By Dakin Andone, Mark Morales, Bill Kirkos, Danya Gainor
(CNN) — The reality show couple Todd and Julie Chrisley were released from federal custody on Wednesday after they were pardoned by President Donald Trump following their 2022 convictions for fraud and tax crimes.
Todd Chrisley was serving a 12-year prison sentence in Pensacola, while Julie Chrisley had been sentenced to seven years at a facility in Lexington, Kentucky. The couple is now headed home to Nashville, a law firm representing the Chrisleys told CNN Wednesday.

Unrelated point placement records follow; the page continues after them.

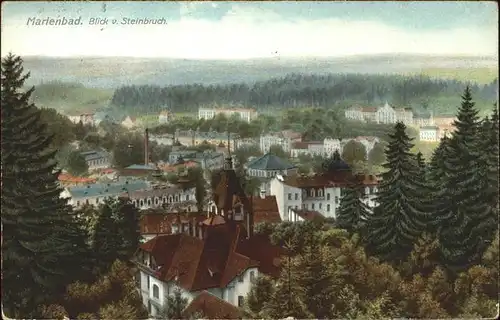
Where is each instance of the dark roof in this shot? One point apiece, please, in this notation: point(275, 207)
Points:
point(270, 162)
point(229, 191)
point(265, 210)
point(211, 307)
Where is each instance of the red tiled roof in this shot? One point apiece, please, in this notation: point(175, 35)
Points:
point(300, 145)
point(214, 261)
point(211, 307)
point(309, 214)
point(69, 178)
point(265, 210)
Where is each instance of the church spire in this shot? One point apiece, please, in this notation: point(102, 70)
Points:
point(228, 165)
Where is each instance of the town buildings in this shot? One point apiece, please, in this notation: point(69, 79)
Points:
point(320, 192)
point(221, 256)
point(84, 118)
point(385, 114)
point(164, 117)
point(284, 139)
point(245, 114)
point(269, 166)
point(429, 133)
point(97, 159)
point(328, 146)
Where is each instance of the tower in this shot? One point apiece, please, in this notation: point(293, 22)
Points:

The Chrisleys’ release was part of a succession of contentious new pardons by Trump, including former Republican New York congressman Michael Grimm, who served seven months for tax evasion and Connecticut’s former Republican Gov. John Rowland, who was convicted of campaign-related federal crimes.
The “Chrisley Knows Best” couple was sentenced for conspiracy to defraud banks out of more than $30 million and was also found guilty of several tax crimes, including attempting to defraud the Internal Revenue Service.
Both had maintained their innocence and were in the process of appealing their convictions when their daughter, Savannah Chrisley, received a call from the president on Tuesday, informing her that her parents would receive full pardons.
“Some of these decisions about pardons aren’t necessarily about guilt and innocence: they’re about how the process works, or whether it should work this way,” Alex Little, an attorney for the Chrisleys, told CNN’s Anderson Cooper Wednesday night after their release. “I think ultimately, the White House was convinced it didn’t work the way it should have.”
In an unsuccessful appeal last year, the Chrisleys’ attorneys argued that the prosecution knowingly allowed for false testimony against the couple and that they had insufficient evidence to convict them, the Associated Press reported. Judges at the 11th US Circuit Court of Appeals upheld the Chrisleys’ conviction, but ordered that Julie Chrisley’s case be sent back to a lower court to be resentenced due to a calculation error.
“The pardon process is here to say we don’t think the end result was the correct one, and that’s what the president did today,” Little said.
Speaking to reporters before the couple’s release, Savannah Chrisley said she had been fighting for her parents.
“I’ve had people say, ‘I wonder what she had to do to get this pardon.’ I didn’t have to do anything. I didn’t have to do anything other than stand firm in my beliefs and my convictions and fight for my parents and fight for what was right,” she said. “And not only am I fighting for my parents, I’m literally fighting for every single man that’s being left behind here today. There are so many here that deserve a second chance.”
Savannah Chrisley spoke at the Republican National Convention in Milwaukee, Wisconsin, in July. She also campaigned for Trump as part of “Team Trump’s Women Tour” and recently appeared on Lara Trump’s Fox News program to discuss her parents’ plight.
Speaking at the White House Wednesday, the president weighed in on even more potential pardons, saying he was “going to look at it,” when asked if he planned to pardon the men convicted of plotting to kidnap Michigan Gov. Gretchen Whitmer in 2020.
This is a developing story and will be updated.